Nowhere is this fierce AI more evident than on some of the later tickets in the game. By the time you reach the fourth difficulty level, which is roughly 15 out of 21 tickets in, finishing anywhere near the top three - which you need to do to progress to the next round - is a constant struggle. Get embroiled with another car and you'll almost always come off worse, either losing the racing line or being wiped out completely. Even if you get ahead of the pack you can't afford to make a single mistake, otherwise the other 14 racers will be all over your backside, viciously fighting for first.
As such, playing MotorStorm on the later levels can be quite a frustrating experience, because all too often you'll be having the race of your life, only to make a mistake - a tiny one at that - on the final bend and up out of the competition.
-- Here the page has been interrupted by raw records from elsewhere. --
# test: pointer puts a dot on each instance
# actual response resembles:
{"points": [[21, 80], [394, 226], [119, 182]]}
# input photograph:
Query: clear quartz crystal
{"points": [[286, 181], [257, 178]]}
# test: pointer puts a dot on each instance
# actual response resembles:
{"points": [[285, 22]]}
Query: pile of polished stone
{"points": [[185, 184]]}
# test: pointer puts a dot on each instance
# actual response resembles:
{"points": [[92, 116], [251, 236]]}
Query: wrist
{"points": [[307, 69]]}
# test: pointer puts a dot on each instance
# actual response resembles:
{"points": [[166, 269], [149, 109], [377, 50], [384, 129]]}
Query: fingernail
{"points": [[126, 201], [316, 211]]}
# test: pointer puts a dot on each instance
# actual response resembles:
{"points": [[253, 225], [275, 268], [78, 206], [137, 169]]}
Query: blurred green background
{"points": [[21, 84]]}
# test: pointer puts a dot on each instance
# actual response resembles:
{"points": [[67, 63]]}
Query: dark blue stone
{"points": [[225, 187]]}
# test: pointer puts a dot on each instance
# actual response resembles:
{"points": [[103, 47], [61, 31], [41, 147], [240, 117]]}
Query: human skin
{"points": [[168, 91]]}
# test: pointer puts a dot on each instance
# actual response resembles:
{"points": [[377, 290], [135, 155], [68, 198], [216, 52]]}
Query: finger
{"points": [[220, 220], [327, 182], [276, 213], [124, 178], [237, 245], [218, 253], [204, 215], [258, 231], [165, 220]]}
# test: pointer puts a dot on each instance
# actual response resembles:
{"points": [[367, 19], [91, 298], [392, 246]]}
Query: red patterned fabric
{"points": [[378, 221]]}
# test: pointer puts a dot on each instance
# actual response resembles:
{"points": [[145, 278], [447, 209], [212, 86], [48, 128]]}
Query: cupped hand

We don't mind a stiff challenge, but when the other drivers seem to have an unfair advantage - they rarely make mistakes and will pretty much always beat you in one-on-one jostles for positions - it can be a bit annoying.
Thankfully, there's some respite to be had from other drivers in the form of the turbo boost. As anyone who's been following MotorStorm will already know, boosting out of corners and over jumps holds the key to winning races. Likewise, most will already know that if you boost for too long your engine will overheat and your car will explode. Learning when to best use turbo is a game in itself then, working out when a few precious seconds of speed boost really makes the different.
This is especially true when it comes to the online game. Rather than offering a traditional catch-up feature, MotorStorm gives any racers trailing at the back of the pack extra turbo boost which, if used correctly, gives them the chance of rejoining the front runners. In practice it works really well, with players of varying skill levels competing on a much more even playing field. Naturally it can be turned off though, in which case the turbo boost works in exactly the same way as the single-player.
In fact MotorStorm's multiplayer game is just as enjoyable as the single-player experience, possibly even more so. Admittedly the menus look a bit half-finished, but in-game every race is just as intense when you're competing against 11 other human racers as it is against AI opponents, plus you've got a better (or at least equal) chance of coming out on top in a fight for first. Nobbling other human players is infinitely more satisfying than ramming a faceless computer car too. In other words, anyone who's considering buying MotorStorm should definitely make sure they get their PS3 online, otherwise they really will be missing out on a huge, extremely enjoyable chunk of what is one of the best launch games for PS3.